Amid companywide cutbacks and thousands of layoffs, US Steel is making a strategic investment in one aspect of the steel business that has been steadily growing in recent years: advanced high-strength steels for lighter cars.

The Pittsburgh-based steelmaker spent $25.2 million to buy AK Steel’s interest in the Double Eagle Steel Coating Co. in Dearborn, Mich.
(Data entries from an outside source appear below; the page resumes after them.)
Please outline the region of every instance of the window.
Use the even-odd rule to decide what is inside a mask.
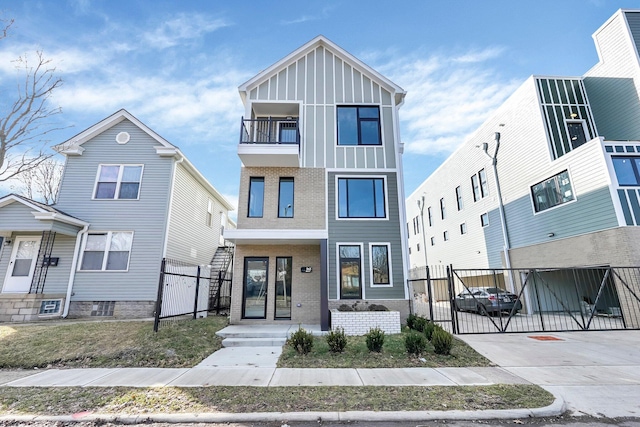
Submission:
[[[447,217],[447,209],[444,206],[444,198],[440,199],[440,217],[445,219]]]
[[[251,177],[249,180],[249,214],[250,218],[262,218],[264,208],[264,178]]]
[[[388,243],[371,243],[371,285],[391,286],[390,248]]]
[[[531,187],[533,206],[536,212],[542,212],[554,206],[570,202],[574,199],[569,172],[559,174],[537,183]]]
[[[338,145],[381,145],[378,107],[338,107]]]
[[[460,186],[456,187],[456,200],[458,203],[458,210],[461,211],[464,208],[464,202],[462,201],[462,188]]]
[[[442,237],[444,238],[445,242],[449,240],[449,232],[445,230],[444,233],[442,233]]]
[[[460,224],[460,234],[467,234],[467,223],[463,222]]]
[[[211,199],[207,200],[207,227],[213,225],[213,202]]]
[[[298,143],[298,120],[287,119],[287,121],[279,122],[278,141],[281,144],[297,144]]]
[[[142,165],[100,165],[94,199],[137,199]]]
[[[87,234],[80,270],[127,270],[132,241],[133,232],[130,231]]]
[[[418,252],[420,252],[420,243],[418,243],[418,244],[416,245],[416,250],[417,250]]]
[[[385,218],[383,178],[338,178],[338,218]]]
[[[278,218],[293,218],[293,178],[280,178]]]
[[[276,257],[276,319],[291,319],[291,280],[293,277],[293,258]]]
[[[478,175],[471,177],[471,187],[473,188],[473,201],[477,202],[482,197],[480,196],[480,182],[478,181]]]
[[[420,233],[420,217],[413,218],[413,234]]]
[[[480,224],[483,227],[486,227],[487,225],[489,225],[489,214],[488,213],[483,213],[482,215],[480,215]]]
[[[487,174],[484,169],[480,169],[478,176],[480,177],[480,194],[482,194],[482,197],[487,197],[489,195],[489,185],[487,184]]]
[[[431,236],[431,246],[435,246],[436,245],[436,238]]]
[[[582,120],[576,122],[567,121],[567,131],[569,132],[572,149],[578,148],[587,142]]]
[[[431,206],[427,208],[427,216],[429,217],[429,227],[433,225],[433,215],[431,213]]]
[[[361,247],[359,245],[338,245],[340,262],[340,299],[362,298]]]
[[[411,255],[411,246],[409,246],[409,255]]]
[[[618,185],[640,185],[640,157],[612,157]]]

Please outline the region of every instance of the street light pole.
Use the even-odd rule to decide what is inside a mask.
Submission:
[[[429,297],[429,316],[430,320],[433,320],[433,301],[431,299],[431,280],[429,277],[429,264],[427,263],[427,230],[424,228],[424,199],[425,194],[422,193],[422,198],[418,199],[418,208],[420,209],[420,223],[422,225],[422,250],[424,251],[424,272],[426,275],[425,278],[425,288],[427,291],[427,296]],[[420,203],[422,201],[422,203]]]

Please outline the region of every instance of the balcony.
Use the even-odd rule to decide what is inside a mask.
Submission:
[[[297,117],[242,118],[238,156],[245,166],[297,167],[299,155]]]

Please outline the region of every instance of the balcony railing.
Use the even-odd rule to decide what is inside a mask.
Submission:
[[[240,144],[296,144],[300,145],[297,118],[242,118]]]

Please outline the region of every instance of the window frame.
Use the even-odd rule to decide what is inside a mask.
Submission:
[[[427,216],[429,217],[429,227],[433,227],[433,212],[431,211],[431,206],[427,208]]]
[[[291,183],[291,215],[287,216],[287,215],[280,215],[280,211],[281,211],[281,203],[282,203],[282,183],[283,182],[290,182]],[[279,181],[278,181],[278,218],[293,218],[294,217],[294,207],[295,207],[295,200],[296,200],[296,184],[295,184],[295,179],[292,176],[281,176]],[[285,213],[287,212],[287,206],[285,206],[284,208]]]
[[[487,172],[484,168],[478,171],[478,179],[480,181],[480,195],[484,199],[489,195],[489,182],[487,181]]]
[[[251,215],[251,196],[254,182],[262,182],[262,203],[260,206],[260,215]],[[264,176],[251,176],[249,177],[249,194],[247,196],[247,218],[262,218],[264,217],[264,195],[265,195],[265,179]]]
[[[477,173],[471,175],[471,192],[473,193],[474,202],[482,199],[482,193],[480,192],[480,178]]]
[[[100,181],[100,172],[102,171],[103,166],[117,166],[118,167],[118,178],[116,178],[116,188],[113,193],[113,197],[97,197],[98,193],[98,184]],[[140,180],[138,181],[138,192],[135,198],[131,199],[121,199],[120,198],[120,188],[122,186],[122,175],[124,175],[124,168],[128,167],[140,167]],[[91,193],[91,200],[140,200],[140,189],[142,188],[142,177],[144,175],[144,164],[142,163],[100,163],[98,164],[98,170],[96,172],[96,178],[93,183],[93,193]],[[107,182],[107,181],[104,181]],[[129,182],[129,181],[127,181]]]
[[[445,205],[444,197],[440,198],[440,219],[443,221],[447,218],[447,207]]]
[[[618,177],[618,172],[616,170],[616,159],[629,160],[631,162],[631,170],[636,178],[636,184],[620,184],[620,178]],[[618,187],[640,187],[640,156],[611,156],[611,166],[613,168],[613,174],[616,177],[616,184]]]
[[[387,248],[387,275],[389,276],[388,283],[376,283],[374,281],[373,274],[373,247],[382,246]],[[393,268],[391,267],[391,243],[389,242],[369,242],[369,280],[372,288],[392,288],[393,287]]]
[[[335,218],[336,221],[388,221],[389,220],[389,194],[387,188],[387,177],[386,175],[336,175],[335,181]],[[384,216],[383,217],[341,217],[340,216],[340,180],[341,179],[369,179],[369,180],[382,180],[382,197],[383,197],[383,209]],[[375,190],[374,190],[375,197]],[[348,200],[347,200],[348,203]],[[375,205],[375,202],[374,202]],[[374,206],[375,211],[375,206]]]
[[[448,242],[448,241],[449,241],[449,230],[444,230],[444,231],[442,232],[442,239],[443,239],[445,242]]]
[[[584,142],[580,145],[573,145],[573,140],[571,139],[571,132],[569,131],[569,125],[582,125],[582,135],[584,136]],[[567,138],[569,138],[569,144],[571,145],[571,151],[575,150],[576,148],[582,147],[583,145],[585,145],[587,142],[590,141],[589,139],[589,129],[587,128],[587,122],[584,119],[565,119],[564,121],[564,127],[565,127],[565,131],[567,132]],[[566,153],[565,153],[566,154]]]
[[[535,187],[538,184],[542,184],[543,182],[550,181],[550,180],[552,180],[554,178],[557,179],[561,174],[563,174],[565,172],[567,173],[567,179],[569,180],[569,186],[571,188],[571,195],[573,196],[573,199],[572,200],[568,200],[566,202],[558,203],[558,204],[550,206],[550,207],[548,207],[546,209],[537,210],[537,205],[536,205],[536,200],[535,200],[535,194],[533,192],[533,187]],[[616,177],[616,179],[617,179],[617,177]],[[557,182],[557,180],[556,180],[556,182]],[[562,170],[562,171],[560,171],[558,173],[555,173],[555,174],[551,175],[550,177],[548,177],[546,179],[543,179],[541,181],[536,182],[535,184],[530,185],[529,186],[529,199],[531,200],[531,208],[533,209],[533,215],[538,215],[538,214],[541,214],[541,213],[544,213],[544,212],[549,212],[549,211],[557,209],[557,208],[559,208],[561,206],[566,206],[568,204],[576,202],[578,200],[578,196],[576,195],[576,191],[573,188],[573,180],[571,179],[571,173],[570,173],[569,169],[567,168],[565,170]]]
[[[213,228],[213,200],[207,198],[207,216],[205,219],[207,227]]]
[[[487,218],[487,222],[486,222],[486,224],[485,224],[485,221],[483,220],[483,218]],[[482,226],[482,228],[484,228],[484,227],[488,227],[488,226],[489,226],[489,224],[490,224],[490,221],[489,221],[489,213],[488,213],[488,212],[485,212],[485,213],[480,214],[480,225]]]
[[[124,270],[108,270],[107,269],[107,263],[109,261],[109,253],[111,252],[111,240],[113,238],[113,233],[129,233],[131,235],[131,243],[129,245],[129,255],[127,256],[127,268]],[[84,270],[82,268],[82,263],[84,262],[84,256],[85,256],[85,249],[87,247],[87,241],[89,240],[89,236],[90,235],[106,235],[106,241],[104,244],[104,253],[102,255],[102,266],[99,270]],[[78,259],[78,265],[76,267],[76,271],[78,272],[83,272],[83,273],[95,273],[95,272],[128,272],[129,271],[129,267],[131,265],[131,252],[133,250],[133,239],[135,237],[135,232],[134,231],[128,231],[128,230],[114,230],[114,231],[98,231],[98,230],[93,230],[91,232],[87,232],[84,233],[84,235],[82,236],[82,246],[80,248],[80,257]],[[93,252],[93,251],[92,251]],[[115,251],[114,251],[115,252]]]
[[[356,144],[340,144],[340,109],[355,108],[356,109],[356,132],[357,143]],[[360,108],[376,108],[378,110],[378,118],[360,117]],[[362,127],[361,123],[364,122],[378,122],[378,142],[376,144],[364,144],[362,142]],[[336,146],[338,147],[379,147],[382,144],[382,114],[379,104],[344,104],[336,106]]]
[[[467,223],[463,222],[460,224],[460,234],[467,234]]]
[[[458,211],[464,209],[464,200],[462,199],[462,187],[459,185],[456,187],[456,206]]]
[[[360,263],[359,263],[359,276],[360,276],[360,296],[358,298],[343,298],[342,297],[342,269],[341,269],[341,261],[340,257],[340,247],[342,246],[358,246],[360,248]],[[337,286],[337,294],[339,300],[354,300],[354,299],[365,299],[365,283],[364,283],[364,275],[362,274],[362,270],[364,267],[363,264],[363,253],[364,253],[364,244],[362,242],[336,242],[336,286]],[[354,258],[344,258],[345,260],[350,260]]]

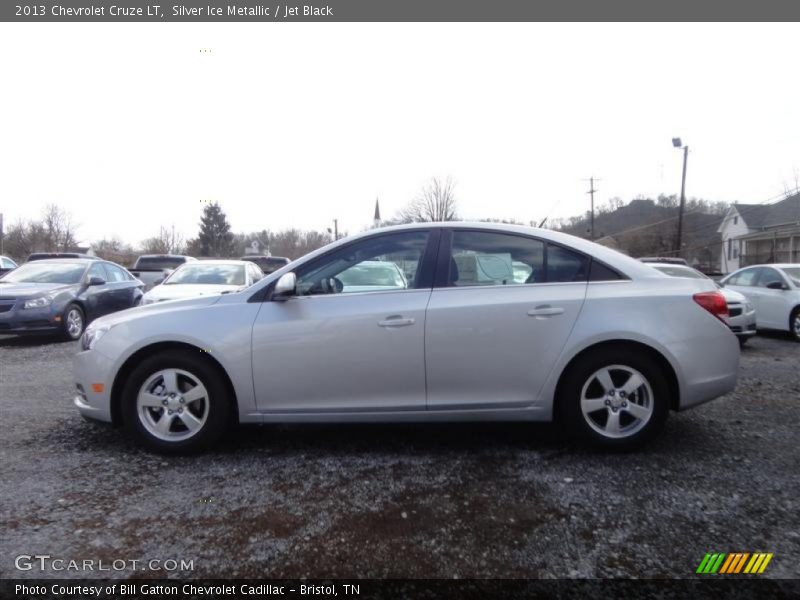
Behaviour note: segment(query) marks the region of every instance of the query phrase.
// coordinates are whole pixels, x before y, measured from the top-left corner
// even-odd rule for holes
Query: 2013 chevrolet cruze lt
[[[383,276],[360,266],[376,261],[403,284],[364,282]],[[361,285],[348,288],[353,270]],[[734,388],[726,316],[713,282],[565,234],[391,227],[238,293],[98,319],[74,359],[75,405],[163,452],[236,422],[479,419],[558,419],[629,447],[669,410]]]

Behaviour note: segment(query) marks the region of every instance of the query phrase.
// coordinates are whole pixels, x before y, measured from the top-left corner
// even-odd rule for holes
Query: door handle
[[[554,317],[555,315],[562,314],[564,314],[563,308],[560,306],[550,306],[549,304],[543,304],[542,306],[537,306],[528,311],[529,317]]]
[[[404,319],[400,315],[386,317],[383,321],[378,321],[378,327],[406,327],[413,325],[416,321],[412,318]]]

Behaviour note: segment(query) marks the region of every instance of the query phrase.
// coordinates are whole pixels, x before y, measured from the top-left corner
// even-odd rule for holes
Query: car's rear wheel
[[[652,439],[669,411],[661,366],[628,348],[599,351],[569,369],[559,408],[578,436],[605,448],[629,449]]]
[[[174,350],[143,360],[128,377],[122,402],[126,429],[163,453],[208,447],[225,432],[231,411],[216,365]]]
[[[64,314],[61,315],[61,335],[64,339],[75,341],[83,335],[86,328],[86,315],[77,304],[67,306]]]
[[[800,342],[800,306],[792,311],[792,316],[789,317],[789,331],[794,338],[794,341]]]

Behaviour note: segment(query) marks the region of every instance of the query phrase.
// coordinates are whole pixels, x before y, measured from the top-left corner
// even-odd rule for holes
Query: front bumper
[[[756,311],[751,310],[728,318],[728,327],[737,337],[750,337],[756,334]]]
[[[8,308],[0,306],[0,333],[43,334],[61,330],[61,315],[51,306],[44,308],[22,308],[23,300],[18,300]]]
[[[73,356],[72,374],[76,387],[73,404],[84,417],[111,422],[112,367],[111,359],[94,350]]]

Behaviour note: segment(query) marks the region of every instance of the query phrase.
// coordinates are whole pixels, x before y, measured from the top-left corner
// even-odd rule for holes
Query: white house
[[[762,263],[800,263],[800,194],[775,204],[733,204],[717,231],[723,273]]]

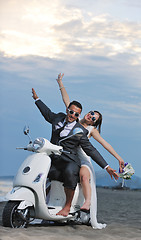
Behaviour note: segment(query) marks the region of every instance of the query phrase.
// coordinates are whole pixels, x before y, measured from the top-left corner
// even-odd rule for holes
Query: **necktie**
[[[66,125],[67,125],[67,122],[65,122],[62,127],[58,128],[58,129],[55,131],[55,133],[60,136],[60,132],[63,131],[63,129],[64,129],[64,127],[65,127]]]

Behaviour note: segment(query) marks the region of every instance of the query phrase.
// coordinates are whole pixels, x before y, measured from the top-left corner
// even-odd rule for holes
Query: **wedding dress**
[[[87,130],[89,134],[93,126],[88,126]],[[88,135],[89,135],[88,134]],[[90,185],[91,185],[91,205],[90,205],[90,222],[91,226],[95,229],[102,229],[106,227],[106,224],[97,222],[97,194],[96,194],[96,177],[93,165],[91,163],[90,157],[83,151],[81,147],[78,148],[78,157],[81,161],[81,166],[85,166],[88,168],[90,172]]]

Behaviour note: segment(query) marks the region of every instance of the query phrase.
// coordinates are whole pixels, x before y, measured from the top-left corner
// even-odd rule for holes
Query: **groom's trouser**
[[[52,159],[49,171],[49,180],[63,182],[65,188],[75,190],[79,182],[80,167],[72,160],[63,160],[61,157]]]

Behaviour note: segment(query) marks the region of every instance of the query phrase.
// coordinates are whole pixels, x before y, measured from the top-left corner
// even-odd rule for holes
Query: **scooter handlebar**
[[[52,144],[45,138],[36,138],[33,143],[29,143],[26,147],[18,147],[16,149],[23,149],[31,152],[46,152],[47,155],[61,155],[62,153],[71,153],[69,151],[63,150],[62,146]]]
[[[28,151],[31,151],[31,152],[34,152],[34,148],[33,148],[33,145],[29,144],[27,147],[17,147],[16,149],[23,149],[23,150],[28,150]]]

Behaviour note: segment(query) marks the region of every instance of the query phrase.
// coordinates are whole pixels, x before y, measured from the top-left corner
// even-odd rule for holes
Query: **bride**
[[[63,102],[65,106],[68,107],[70,99],[62,82],[63,76],[64,74],[60,73],[58,75],[58,79],[56,80],[61,91]],[[113,147],[108,142],[106,142],[100,135],[102,124],[101,113],[98,111],[90,111],[79,122],[89,131],[88,138],[93,137],[119,161],[120,171],[122,172],[122,169],[124,167],[123,159],[116,153]],[[85,202],[81,207],[81,211],[90,211],[91,225],[93,228],[95,229],[105,228],[106,224],[101,224],[97,222],[96,180],[91,159],[80,147],[78,150],[78,157],[81,159],[80,183],[85,198]],[[111,176],[111,178],[113,177]]]

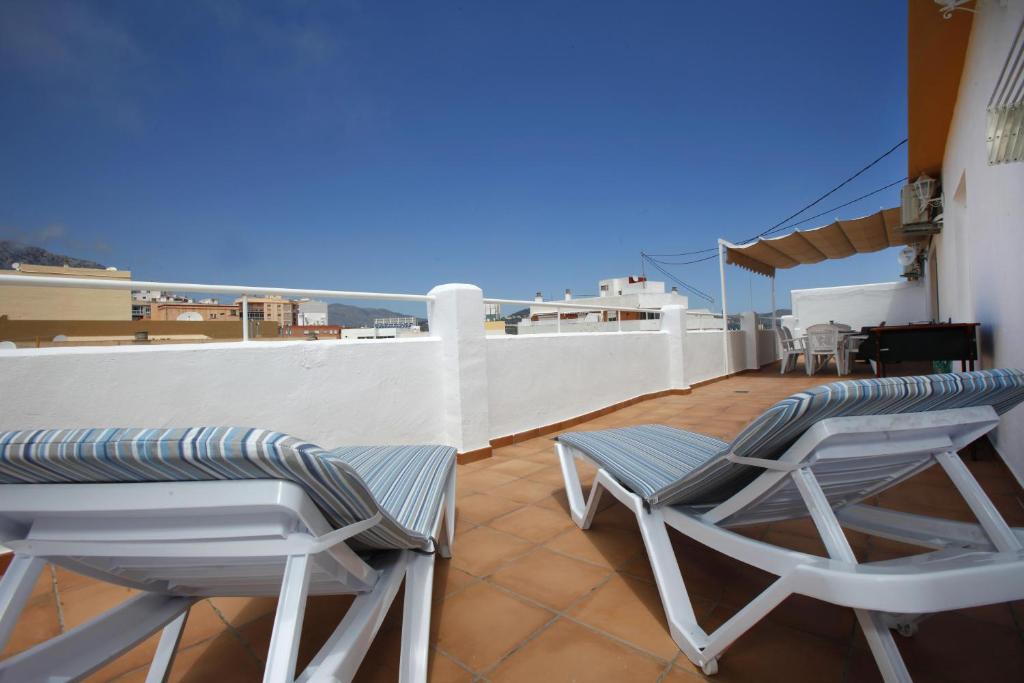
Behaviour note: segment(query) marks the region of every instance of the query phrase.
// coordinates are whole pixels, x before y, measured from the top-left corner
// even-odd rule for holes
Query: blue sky
[[[901,140],[905,14],[8,0],[0,237],[139,279],[593,292],[641,250],[756,234]],[[902,148],[807,215],[905,169]],[[717,262],[675,272],[718,306]],[[779,299],[897,275],[856,256],[780,272]],[[767,280],[729,278],[731,309],[767,309]]]

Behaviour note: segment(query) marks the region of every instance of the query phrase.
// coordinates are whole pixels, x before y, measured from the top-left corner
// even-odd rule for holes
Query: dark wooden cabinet
[[[861,344],[858,357],[875,361],[879,377],[885,377],[887,363],[898,361],[958,360],[961,371],[973,370],[978,360],[979,324],[866,327],[862,331],[868,338]]]

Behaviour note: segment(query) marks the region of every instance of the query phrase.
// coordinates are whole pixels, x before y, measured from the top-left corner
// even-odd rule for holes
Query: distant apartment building
[[[523,318],[517,325],[519,334],[551,332],[557,328],[559,319],[568,324],[591,324],[594,329],[601,329],[601,325],[615,323],[618,325],[620,319],[626,321],[651,321],[657,320],[660,315],[647,311],[607,311],[599,308],[587,310],[576,306],[615,306],[621,308],[637,309],[660,309],[670,304],[688,306],[689,299],[673,287],[665,291],[665,283],[648,280],[642,275],[629,275],[626,277],[615,277],[598,282],[597,296],[573,297],[572,290],[565,290],[565,297],[561,300],[573,304],[573,308],[565,308],[559,311],[553,304],[557,301],[547,300],[540,292],[534,297],[536,302],[530,306],[529,317]],[[656,323],[648,326],[654,329]]]
[[[242,300],[235,299],[241,306]],[[295,325],[298,306],[280,296],[249,297],[249,320],[272,320],[281,326]]]
[[[4,275],[131,280],[127,270],[14,264]],[[127,289],[0,285],[0,316],[9,320],[131,320],[132,294]]]
[[[298,312],[295,314],[295,324],[300,326],[327,325],[327,302],[299,301]]]
[[[144,320],[240,320],[237,304],[184,302],[153,302],[148,304],[149,317]]]

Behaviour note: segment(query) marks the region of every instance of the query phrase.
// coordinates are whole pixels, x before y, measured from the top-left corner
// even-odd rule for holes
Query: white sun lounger
[[[910,675],[889,629],[925,615],[1024,598],[1024,529],[1011,528],[957,451],[1024,400],[1024,372],[991,370],[837,382],[795,394],[725,443],[660,425],[558,438],[573,520],[586,529],[608,491],[637,518],[672,638],[704,673],[786,597],[854,609],[886,681]],[[584,502],[574,458],[598,468]],[[978,524],[860,502],[938,463]],[[810,516],[828,557],[728,527]],[[711,633],[697,623],[667,529],[776,579]],[[858,563],[843,527],[933,552]]]
[[[325,451],[244,428],[0,433],[0,649],[45,563],[138,595],[0,662],[0,682],[80,680],[163,630],[164,681],[203,597],[277,595],[264,681],[355,675],[405,579],[402,681],[425,681],[434,553],[450,557],[455,452]],[[296,675],[307,595],[356,594]]]

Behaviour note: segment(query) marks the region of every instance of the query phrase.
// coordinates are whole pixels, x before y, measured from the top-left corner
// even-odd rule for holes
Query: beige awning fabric
[[[903,236],[900,227],[899,208],[883,209],[863,218],[837,220],[831,225],[797,230],[782,237],[759,239],[741,247],[727,244],[725,260],[755,273],[774,277],[777,268],[846,258],[914,241],[912,237]]]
The 700,000-ton electrolytic-galvanizing line, which will become part of US Steel’s Great Lakes Works in the Downriver Detroit suburbs, will increase the company’s ability to provide Advanced High-Strength Steel, including third-generation grades that are still under development.

The market for such metals is expected to grow to $22 billion by 2019 as automakers race to meet much tougher emissions standards, according to a Research and Markets study.

US Steel President and CEO Mario Longhi said last year the steel industry got off to a slower start developing lighter metals that are needed to meet a new federal mandate that vehicles must average 54.5 mpg by 2025. Aluminum and other lighter but more expensive metals have been stealing market share away from steelmakers as the car companies look to cut out excess weight.

The US Steel newly acquired finishing line in Dearborn will provide mostly automotive customers steel products with coatings of zinc or an iron/zinc alloy.

“Continuing investment into our operations to provide the highest quality product critical to our customers’ success directly supports US Steel’s ongoing transformation journey,” Longhi said. “We seek to create innovative solutions for our customers now and well into the future. By increasing our operational footprint at Great Lakes Works, we are creating special synergies with our automotive customers as they seek to reach critical safety and fuel economy standards.”

AK Steel employees will continue to work at the facility for a 90-day transition period, and then US Steel will decide how much staff it needs to run the operation.